The series aired on Thursdays at 9:00 p.m. as part of "Comedy Night Done Right" television block. The season premiere, "The List" received a 3.9/10 percent share in the Nielsen ratings among viewers aged 18 to 49, meaning that 3.9 percent of viewers aged 18 to 49 watched the episode, and 10 percent of viewers watching television at the time watched the episode. "The List" was the highest-rated episode of the season. Despite this, it became the lowest-rated season premiere of the series since the series premiere. The rest of the season was unable to receive more than seven million viewers. The twenty-second episode, "Fundraiser" received only 4.17 million viewers, making it, at the time, the lowest-rated episode of The Office to ever air (although it was later beaten by several ninth-season episodes the following year). The season finale, "Free Family Portrait Studio", was viewed by 4.49 million viewers, making it the lowest finale for The Office to air, beating the first-season finale "Hot Girl", which was viewed by 4.8 million viewers. The drop in ratings led to a lower ad-price for the series, with an average cost of $178,840 per 30-second commercial. Despite this, the show was still one of NBC's highest-rated shows and ranked as the most expensive ad-cost for any NBC scripted series during the year it aired. Despite the lower live ratings, Nielsen Soundscan announced that The Office added up to 44 percent to its next-day "live plus same day" 18–49 rating when additional time-shifted viewing was added, such as DVRing.

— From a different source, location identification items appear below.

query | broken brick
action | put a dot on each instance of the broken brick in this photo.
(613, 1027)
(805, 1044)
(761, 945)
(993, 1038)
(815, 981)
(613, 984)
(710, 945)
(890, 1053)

The season ranked as the eighty-seventh-most watched television series during the 2011–12 season, with an average of 6.506 million viewers. The season also ranked as the thirty-second-most watched television series in the 18- to 49-year-old demographic. In this category, the show was viewed by an estimated 4.376 million viewers per episode and received a 3.42 rating/9 percent share among adults between the ages of 18 and 49. This means that, on average, the season was viewed by 3.42 percent of all 18- to 49-year-olds, and 9 percent of all 18- to 49-year-olds watching television at the time of the broadcast.

Critical response

The eighth season of The Office received mixed reviews. While some critics felt that the show was still humorous in its eighth year, many others argued that the program should have ended after the departure of Steve Carell. The A.V. Club reviewer Myles McNutt criticized Robert California's role, noting that he is a character that "the narrative reacts to as opposed to something actually involved in the narrative". Alan Sepinwall of HitFix criticized Ed Helms' comedic performance as manager (calling him "a softer version of Michael Scott"), as well as the toning down of Robert California from his appearance in the show's seventh season's finale, "Search Committee". Sepinwall also expressed disappointment that many of the supporting characters were seemingly transformed into mere caricatures of their former selves. He stopped reviewing a majority of the Season 8 episodes since "Pam's Replacement", due to his distaste for the series. Time writer James Poniewozik also criticized the choice of Andy as manager, instead arguing that Jim should have gotten the job so the series could have been more ensemble-oriented. New York named Andy Bernard one of the most annoying TV characters of 2011. Early during the season's airing, Matt Zoller Seitz of Salon wrote a review in which he called the post-Michael Scott era of The Office "warmer and more reflective". After the season finished airing, however, Seitz penned another review, writing: "Fact is, the show's first post-Steve Carell year has been a mess, at times bordering on a disaster". McNutt gave the season a "C" grade overall, writing that the season finale, "Free Family Portrait Studio" was "a disheartening conclusion to the show's worst season, offering little optimism to sustain our already dwindling enthusiasm over the summer months."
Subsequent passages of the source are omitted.